The unrest over planned constitutional changes affecting Karakalpakstan’s status poses the most significant challenge yet to President Shavkat Mirziyoyev’s rule since he rose to power from the post of prime minister in 2016, when his long-serving mentor Islam Karimov died.
Mirziyoyev on Saturday dropped plans to amend articles of the constitution concerning Karakalpakstan’s autonomy and its right to secede, a day after protesters tried to seize local government buildings in the worst bout of violence in nearly 20 years.
The president also declared a monthlong state of emergency in the northwestern province home to Karakalpaks, an ethnic minority group whose language is closer to Kazakh than Uzbek.
“In [the administrative centre] Nukus, 18 people died as a result of serious injuries received during massive disorders,” the Russian news agency Ria Novosti on Monday quoted Abror Mamatov, an official from the state prosecutor’s office, as saying.
Security forces detained 516 people while dispersing the protesters last Friday but have now released many of them, the national guard press office told a briefing.
On Monday, the leader of neighbouring Kazakhstan, President Kassym-Jomart Tokayev, welcomed Tashkent’s measures, his office said.
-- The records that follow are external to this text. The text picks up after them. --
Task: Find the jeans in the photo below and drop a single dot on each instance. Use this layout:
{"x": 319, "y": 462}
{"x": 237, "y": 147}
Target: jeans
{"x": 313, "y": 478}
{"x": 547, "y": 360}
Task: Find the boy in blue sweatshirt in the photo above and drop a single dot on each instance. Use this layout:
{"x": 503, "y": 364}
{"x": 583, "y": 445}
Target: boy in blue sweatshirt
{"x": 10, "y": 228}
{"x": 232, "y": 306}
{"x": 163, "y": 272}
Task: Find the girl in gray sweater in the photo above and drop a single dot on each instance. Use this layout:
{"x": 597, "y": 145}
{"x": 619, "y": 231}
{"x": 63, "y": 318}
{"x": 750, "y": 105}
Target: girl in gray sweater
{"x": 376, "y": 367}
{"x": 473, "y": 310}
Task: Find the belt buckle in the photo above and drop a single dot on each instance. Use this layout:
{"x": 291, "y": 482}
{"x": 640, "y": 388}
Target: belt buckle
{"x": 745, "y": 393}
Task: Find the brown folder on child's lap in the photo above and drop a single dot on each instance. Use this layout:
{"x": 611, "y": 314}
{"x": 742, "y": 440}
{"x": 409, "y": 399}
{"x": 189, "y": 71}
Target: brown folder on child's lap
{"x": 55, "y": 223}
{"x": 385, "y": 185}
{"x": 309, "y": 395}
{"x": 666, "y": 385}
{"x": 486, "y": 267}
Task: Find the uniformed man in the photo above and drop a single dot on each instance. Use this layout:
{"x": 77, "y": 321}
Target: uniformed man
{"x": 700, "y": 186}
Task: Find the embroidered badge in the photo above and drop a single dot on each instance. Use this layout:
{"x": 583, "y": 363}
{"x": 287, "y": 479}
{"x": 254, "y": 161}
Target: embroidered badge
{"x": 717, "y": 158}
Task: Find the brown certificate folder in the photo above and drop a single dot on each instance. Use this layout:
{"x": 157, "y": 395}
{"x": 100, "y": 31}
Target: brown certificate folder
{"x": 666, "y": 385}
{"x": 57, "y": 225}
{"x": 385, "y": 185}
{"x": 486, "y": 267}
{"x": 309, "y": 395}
The Central Asian nation is home to the largest Karakalpak diaspora abroad.
In a statement posted online on Sunday, Mirziyoyev said rioters had carried out “destructive actions” in the city of Nukus, throwing stones, starting fires and attacking police.
Photographs published by news website Kun.uz showed street barricades, burned trucks and a heavy military presence including armoured personnel carriers.
Videos shared on social media showed at least two severely wounded people being carried by their arms and legs. One was bleeding from the abdomen, while the other was screaming.
Uzbekistan is a tightly controlled former Soviet republic. Karakalpakstan has seen significant internet outages since the draft amendments were published last week.
Bruce Pannier, a Prague-based journalist specialising in Central Asia, told Al Jazeera the region “has a number of privileges that it’s supposed to enjoy, including the opportunity to hold an election and choose to secede from Uzbekistan”.
“In Uzbekistan in general, protests are very rare because security forces have a very strong grip over the country,” Pannier said.
Ahunov, chairman of the opposition Berlik party, condemned the use of lethal force.
“The authorities, from the start, should have opted for dialogue and negotiations,” he told Reuters news agency from Sweden.
He said he feared the potential for the situation to escalate into an ethnic conflict between Uzbeks and Karakalpaks.
Authorities have called a public meeting for Tuesday to discuss the situation, he said.